Se oyeron unos aplausos.

—Gracias —dijo el joven, haciendo un gesto negligente con la mano hacia los que empezaban a reunirse a su alrededor—. Sí, soy yo. He vuelto. —Se llevó los dedos a los labios y lanzó besos a varias damas acaudaladas sentadas en un carruaje hecho de pomelo, que reían encantadas y le arrojaban flores—. A esto lo llamo —continuó, refiriéndose a sus ropas moradas— Bienvenido a casa, Simkin. Podéis ahorraros las formalidades, buen hombre —dijo, contemplando al Kan–Hanar con aire desdeñoso y golpeándose ligeramente la nariz con el pañuelo de seda naranja que tenía en la mano—. ¡Decid simplemente a las autoridades que Simkin ha regresado y que ha traído con él a su compañía de artistas ambulantes!

Hizo un molinete con el pañuelo e indicó a los dos jóvenes y al catalista (quien parecía estar a punto de desmayarse de vergüenza), que estaban detrás de él.

La muchedumbre aplaudió aún con más fuerza. Las mujeres se echaron a reír, tapándose la boca con las manos, los hombres sacudieron la cabeza ante su vestimenta, pero a la vez bajaron la mirada hacia sus elegantes vestidos o sus pantalones de brocado, con expresión meditabunda. Al mediodía del día siguiente, aquellos amplios pantalones de seda los llevaría la mitad de la nobleza de Merilon.

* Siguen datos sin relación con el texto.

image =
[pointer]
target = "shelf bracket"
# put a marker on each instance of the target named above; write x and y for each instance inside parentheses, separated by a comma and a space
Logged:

—¿Decir a las autoridades? —repitió el Kan–Hanar, nada intimidado por la muchedumbre o las extravagancias del joven de los enormes pantalones—. Sí; se lo notificaré a las personas adecuadas. Podéis estar seguro de ello.

El Kan–Hanar hizo un gesto a las dos figuras vestidas de negro que observaban desde las sombras y posó una mano sobre un hombro del joven.

—Simkin, quedáis arrestado, en nombre del Emperador.